Theme: Clinical Research Year: 2017
Simeprevir (SMV) is an HCV protease inhibitor approved in combination with pegylated-interferon/ribavirin (PR) or sofosbuvir. SMV has no or no expected drug-drug interactions with common opiate substitution therapy (OST) medications. We investigated if efficacy, safety, and concomitant medication needs differed in SMV-treated patients on OST vs. not on OST.
We report a post-hoc pooled analysis of the efficacy and safety of SMV-containing regimens in patients on OST (N=83) vs. not on OST (NOST; N=2356). Concomitant medications and medical history of patients participating in 11 phase 2/3 studies and 1 US observational phase 4 study were reviewed.
OST patients were more frequently male (73% vs. 63%), infected with GT1a (75% vs. 49%), HIV-infected (8.4% vs. 5.1%) and treatment-naïve (70% vs. 58%) compared to NOST patients; 26% of OST and 21% of NOST patients had cirrhosis.
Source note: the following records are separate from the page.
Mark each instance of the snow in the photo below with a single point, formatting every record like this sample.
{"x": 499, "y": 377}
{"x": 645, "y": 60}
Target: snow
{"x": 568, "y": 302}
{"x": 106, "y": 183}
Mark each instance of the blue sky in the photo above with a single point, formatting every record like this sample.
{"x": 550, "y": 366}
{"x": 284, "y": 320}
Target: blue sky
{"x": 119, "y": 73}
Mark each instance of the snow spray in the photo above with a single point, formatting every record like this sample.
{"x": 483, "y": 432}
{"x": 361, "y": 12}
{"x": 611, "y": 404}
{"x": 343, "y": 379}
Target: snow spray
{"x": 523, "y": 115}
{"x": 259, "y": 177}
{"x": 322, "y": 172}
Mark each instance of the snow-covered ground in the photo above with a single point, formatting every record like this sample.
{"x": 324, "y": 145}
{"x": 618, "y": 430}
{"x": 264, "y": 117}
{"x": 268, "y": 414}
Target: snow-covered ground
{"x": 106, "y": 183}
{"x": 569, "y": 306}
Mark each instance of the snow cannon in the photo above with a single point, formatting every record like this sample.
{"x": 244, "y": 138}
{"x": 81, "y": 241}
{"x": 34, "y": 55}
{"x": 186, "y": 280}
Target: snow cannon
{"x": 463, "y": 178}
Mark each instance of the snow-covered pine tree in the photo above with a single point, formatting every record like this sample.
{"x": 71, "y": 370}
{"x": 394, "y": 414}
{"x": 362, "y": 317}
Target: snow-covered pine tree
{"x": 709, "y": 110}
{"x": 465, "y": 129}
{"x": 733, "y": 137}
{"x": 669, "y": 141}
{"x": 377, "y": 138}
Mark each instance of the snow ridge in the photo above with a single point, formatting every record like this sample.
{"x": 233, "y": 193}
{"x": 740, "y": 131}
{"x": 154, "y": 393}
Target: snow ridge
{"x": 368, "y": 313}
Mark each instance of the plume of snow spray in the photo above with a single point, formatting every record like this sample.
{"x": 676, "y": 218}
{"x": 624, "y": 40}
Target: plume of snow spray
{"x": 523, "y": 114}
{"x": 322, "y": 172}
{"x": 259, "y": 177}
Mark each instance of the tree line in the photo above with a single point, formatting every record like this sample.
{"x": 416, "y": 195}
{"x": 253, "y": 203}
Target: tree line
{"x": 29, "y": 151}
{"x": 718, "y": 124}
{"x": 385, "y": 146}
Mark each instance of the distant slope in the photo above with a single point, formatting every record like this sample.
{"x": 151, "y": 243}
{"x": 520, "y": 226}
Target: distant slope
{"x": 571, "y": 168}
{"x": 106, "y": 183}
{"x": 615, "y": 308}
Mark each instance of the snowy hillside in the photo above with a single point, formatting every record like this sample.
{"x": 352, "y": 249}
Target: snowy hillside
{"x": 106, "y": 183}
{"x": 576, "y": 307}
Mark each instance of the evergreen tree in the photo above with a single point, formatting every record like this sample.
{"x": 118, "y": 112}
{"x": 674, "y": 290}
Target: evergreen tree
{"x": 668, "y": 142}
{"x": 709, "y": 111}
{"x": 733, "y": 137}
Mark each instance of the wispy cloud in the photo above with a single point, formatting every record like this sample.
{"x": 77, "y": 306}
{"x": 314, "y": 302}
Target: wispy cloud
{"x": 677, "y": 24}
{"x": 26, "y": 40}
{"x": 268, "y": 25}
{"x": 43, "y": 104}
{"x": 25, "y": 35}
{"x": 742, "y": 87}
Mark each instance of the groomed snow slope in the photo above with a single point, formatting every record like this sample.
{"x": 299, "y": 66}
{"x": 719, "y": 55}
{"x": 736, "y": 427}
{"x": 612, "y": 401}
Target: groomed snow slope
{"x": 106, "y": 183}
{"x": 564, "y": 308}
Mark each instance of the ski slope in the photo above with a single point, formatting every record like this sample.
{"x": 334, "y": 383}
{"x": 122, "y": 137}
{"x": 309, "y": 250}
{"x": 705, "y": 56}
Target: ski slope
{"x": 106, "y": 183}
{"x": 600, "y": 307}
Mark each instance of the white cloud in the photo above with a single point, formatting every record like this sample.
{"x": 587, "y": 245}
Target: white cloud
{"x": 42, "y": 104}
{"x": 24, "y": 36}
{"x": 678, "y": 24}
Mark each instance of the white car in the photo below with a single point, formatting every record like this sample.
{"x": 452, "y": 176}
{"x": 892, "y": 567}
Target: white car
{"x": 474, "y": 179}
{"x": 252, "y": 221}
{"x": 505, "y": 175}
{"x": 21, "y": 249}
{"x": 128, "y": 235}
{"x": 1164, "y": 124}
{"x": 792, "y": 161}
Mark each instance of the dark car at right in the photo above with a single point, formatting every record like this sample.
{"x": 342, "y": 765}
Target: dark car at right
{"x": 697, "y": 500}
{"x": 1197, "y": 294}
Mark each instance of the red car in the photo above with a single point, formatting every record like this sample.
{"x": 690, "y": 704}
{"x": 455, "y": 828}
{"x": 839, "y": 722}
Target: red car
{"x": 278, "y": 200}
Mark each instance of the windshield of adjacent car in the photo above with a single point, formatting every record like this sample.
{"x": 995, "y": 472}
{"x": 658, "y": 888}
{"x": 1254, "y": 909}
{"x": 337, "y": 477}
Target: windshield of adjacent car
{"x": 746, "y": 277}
SVR12 rates were similar in OST and NOST patients (SMV+PR: 70% vs. 71%; interferon-free SMV 84% vs. 87%). Overall, OST patients more frequently received concomitant medications at baseline than NOST patients, including benzodiazepines, antidepressants and non-OST opioids (47% vs. 24%). Concomitant medications use increased both in OST and NOST patients during treatment; this increase was more pronounced with PR-containing therapy. Non-OST opioid use remained stable in OST patients; 8.4% (7/83) of OST patients either changed the OST dose or stopped OST permanently. The safety profile during the first 12 weeks of SMV therapy was similar in OST and NOST patients. Three OST patients discontinued SMV due to an AE, which occurred under SMV+PR treatment; One of them (rash) was considered SMV-related. In OST patients, none of 6 reported serious AEs was deemed SMV-related.
Simeprevir-containing regimens in OST patients using a substantial number of concomitant medications were well tolerated and resulted in SVR rates similar to those in the general HCV population.